These are a few of my favorite things: coffee, bikes, music, and the reclaiming of public space from the tyranny of the automobile. Imagine how delighted I was, then, to be able to take a picture of a coffee shop, a bike shop, a record shop, and a (temporary, alas) parklet installed on 40th Street in Oakland today as park of the annual Park(ing) Day takeover of curbside parking spots:
I rode up to Berkeley today, so I swung by a few of these spots. I love the idea of Park(ing) Day, but I have to admit that seeing it in practice made me a bit sad. These parklets are sort of cute, but they were all surrounded today by the ugly, charmless streetscapes which pervade Oakland. Instead of being little oases of green, the seating areas in front of Subrosa (above) or Actual Cafe were unused at lunchtime until I plopped myself down and had my cappuccino or bagel or egg cream. Rather than giving me a small glimpse of how nice streets such as 40th or San Pablo could be someday, they just reminded me of how inhospitable to human beings those arterial streets are, and how dramatically they would need to change in order to feel like they were made for people instead of for cars.
Two other places I rode past which were supposedly participating in Park(ing) Day (Tip Top bikes in Temescal and Good Chemistry bakery on Grand) did not seem to have taken part after all, and Farley’s East on Grand, which looks like it had a great and well-used setup this morning, had moved everything up onto the sidewalk and given up the parking space to a car by the time I rode past in mid-afternoon. Given how low-density most parts of Oakland are, I have some real doubts about whether any amount of improved streetscaping or road diets or redevelopment or reclamation of public space will ever make it feel like a truly pedestrian-friendly city, except in small pockets here and there.
On a less pessimistic note, I was riding to Berkeley because I have wanted to check out Waterside Workshops in West Berkeley since I first heard about it a couple of months ago. It’s a non-profit which runs a boatbuilding workshop, a bike shop, and a cafe. They have local disadvantaged teens serve as interns, teaching them how to craft wooden boats, fix up old bikes for resale, and serve customers at the waterfront cafe.
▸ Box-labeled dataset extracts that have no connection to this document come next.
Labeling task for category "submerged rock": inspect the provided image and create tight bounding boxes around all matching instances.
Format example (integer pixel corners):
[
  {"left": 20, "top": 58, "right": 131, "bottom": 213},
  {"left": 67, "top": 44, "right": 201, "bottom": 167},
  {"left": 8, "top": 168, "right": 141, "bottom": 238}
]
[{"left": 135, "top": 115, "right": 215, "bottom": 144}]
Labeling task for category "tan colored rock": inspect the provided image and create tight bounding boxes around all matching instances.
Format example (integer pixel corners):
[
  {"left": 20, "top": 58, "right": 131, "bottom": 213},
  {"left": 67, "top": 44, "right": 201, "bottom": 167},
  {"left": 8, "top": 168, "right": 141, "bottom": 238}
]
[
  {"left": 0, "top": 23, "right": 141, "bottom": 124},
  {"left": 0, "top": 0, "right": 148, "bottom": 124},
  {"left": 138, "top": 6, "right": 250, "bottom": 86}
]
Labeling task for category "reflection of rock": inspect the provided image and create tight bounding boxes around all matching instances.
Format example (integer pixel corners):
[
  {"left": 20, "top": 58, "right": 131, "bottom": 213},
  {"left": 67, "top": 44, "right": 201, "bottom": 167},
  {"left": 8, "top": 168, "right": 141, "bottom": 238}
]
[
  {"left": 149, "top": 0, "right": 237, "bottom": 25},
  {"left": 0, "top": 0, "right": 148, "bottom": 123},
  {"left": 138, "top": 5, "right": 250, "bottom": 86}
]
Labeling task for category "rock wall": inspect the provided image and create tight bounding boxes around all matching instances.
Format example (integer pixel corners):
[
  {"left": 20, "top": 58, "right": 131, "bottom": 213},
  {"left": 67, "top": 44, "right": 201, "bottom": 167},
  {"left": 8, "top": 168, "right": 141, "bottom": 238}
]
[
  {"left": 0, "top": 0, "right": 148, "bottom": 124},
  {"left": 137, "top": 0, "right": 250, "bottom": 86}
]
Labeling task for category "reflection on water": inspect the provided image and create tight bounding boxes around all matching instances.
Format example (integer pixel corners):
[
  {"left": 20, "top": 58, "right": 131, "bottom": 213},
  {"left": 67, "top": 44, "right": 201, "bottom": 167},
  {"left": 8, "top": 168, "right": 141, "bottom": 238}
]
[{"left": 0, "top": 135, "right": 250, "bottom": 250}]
Obviously the main point is to instill good work habits, pride of workmanship, and collaborative and customer service skills, but who knows, boatbuilding and bike repair may end up being in demand if we start to run out of oil in the next few decades.
It is very Berkeley, and very awesome. Sadly, it was also very closed today, due to a water outage caused by a nearby construction project. My visit will have to wait for another time, but I’ll probably take some photos and write about it more after I finally get to take a look around.